Our collective knowledge of theater in the period is hampered by gaps in the documentary record; for example, Judith Milhous and Robert Hume have calculated that the information available for the years 1660-1700—before newspapers began printing daily advertisements for the major theaters—represents perhaps 7% of the performances that actually took place in London. The London Stage Database inherits not only the limitations of the archives on which the London Stage reference books were based, but all of the choices made (sometimes silently) by the editors of those books. For instance, the editors chose to represent the 1695 premiere of William Congreve’s Love for Love as twelve separate events, because they were able to date those performances. Yet the first season in which George Farquhar’s The Constant Couple was performed (1699-1700) includes only four records of performance for that play; although archival evidence suggests it may have been performed as many as fifty times that season, only these four can be even loosely dated. This kind of discrepancy poses obvious challenges to anyone hoping to gain quantitative insights into London theatrical culture before 1700. Even after 1700, the editors of The London Stage record manuscript notations on playbills, probably made by audience members, that contradict the cast lists printed in the daily papers, and many scholars have uncovered additional gaps and inconsistencies in the data.

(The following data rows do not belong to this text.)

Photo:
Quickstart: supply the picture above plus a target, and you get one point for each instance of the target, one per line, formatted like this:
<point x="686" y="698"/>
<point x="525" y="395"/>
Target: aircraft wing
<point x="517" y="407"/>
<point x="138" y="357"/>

The London Stage Database also inherits the quirks of the damaged and incomplete data recovered from the Lawrence University archives. The files associated with the Information Bank experienced significant bit rot and are characterized by numerous gaps and errors that cannot be fully explained. Large sections of the data are missing from the recovered files, including most or all of the performances thought to have taken place between September 1733 and September 1736; between June and September 1770; between September 1781 and September 1786; and between October 1793 and September 1794. To approximate the missing data, Burkert and Advisory Board member Lauren Liebe hand-cleaned textual data (created using Optical Character Recognition, or OCR) from the HathiTrust ebooks of The London Stage and added tags that paralleled those in the Information Bankfiles, allowing both types of data to be parsed together. Furthermore, in the damaged files recovered from the Information Bank project, all the performance dates are misrepresented as a series of special characters, like unprintable words in a comic book (e.g. “?!*&%”). Advisory Board member Derek Miller discovered that this problem resulted from a systematic shift in the underlying hexadecimal code. When Burkert was unable to recover the original values forensically, Miller wrote a program to correct the problem algorithmically.

In a variety of ways, then, the recovered data is riddled with errors and inconsistencies that the London Stage Database team has addressed to the best of our abilities, but at the necessary cost of fidelity to the 1970s project. The team has also added new features and functionality not present in the Information Bank, such as tables linking abbreviated theater codes from the recovered data to the actual names of the theaters, as well as information about the known or assumed authors of particular plays and entertainments (data collected painstakingly by Research Assistant Emma Hallock). In doing so, our work has no doubt introduced new forms of error and ambiguity.

Interacting with Ambiguity

The user interface is designed to make the rich history of this data, as well as its many limitations, intuitively clear to those who interact with the site. The “Toggle Sphinx Query” button at the top of the search results page allows users to see exactly how their search results were translated into SQL queries and relayed via PHP to our server (for, as Safiya Noble reminds us, search algorithms are never intellectually or ideologically neutral). The image carousel on each event page makes it possible to view the reference book pages from which the data is taken, alongside the roughest form of the data (recovered from the archives at Lawrence or copied from the OCR’d pages of The London Stage) and the data as it looks after being run through our cleaning and parsing programs. The “Related Works” display that appears next to information about a particular performance challenges the desire to know exactly which play or entertainment was staged—our way of acknowledging the eighteenth century’s rich culture of revival and adaptation. Many different performance pieces went by the same name throughout the century, and it is not always clear which one was performed on a given evening; see, for example, Vareschi and Burkert’s discussion of the many different versions of Oroonoko that coexisted in the 1760s, -70s, and -80s.

We hope that visitors to the site will find this frank acknowledgment and foregrounding of the dataset’s history and limitations refreshing rather than frustrating. As Johanna Drucker argues, a better word than “data” (which means “given”) might be “capta,” a term reflecting the way that all structured information about the world is captured by particular people at particular places and times. The London Stage Database participates in a long history of capturing partial histories of performance. This does not mean it should not be as accurate and useful as possible, and we encourage you to be in touch about errors or bugs you discover. At the same time, we are committed to making visible the ways in which perceived “errors” may in fact be the necessary and unavoidable consequence of this information’s long history of transmission and transformation, something to recognize and investigate rather than to paper over. More broadly, we hope that interacting with the London Stage Database will inspire users to approach more critically all of the data with which they interact on a daily basis.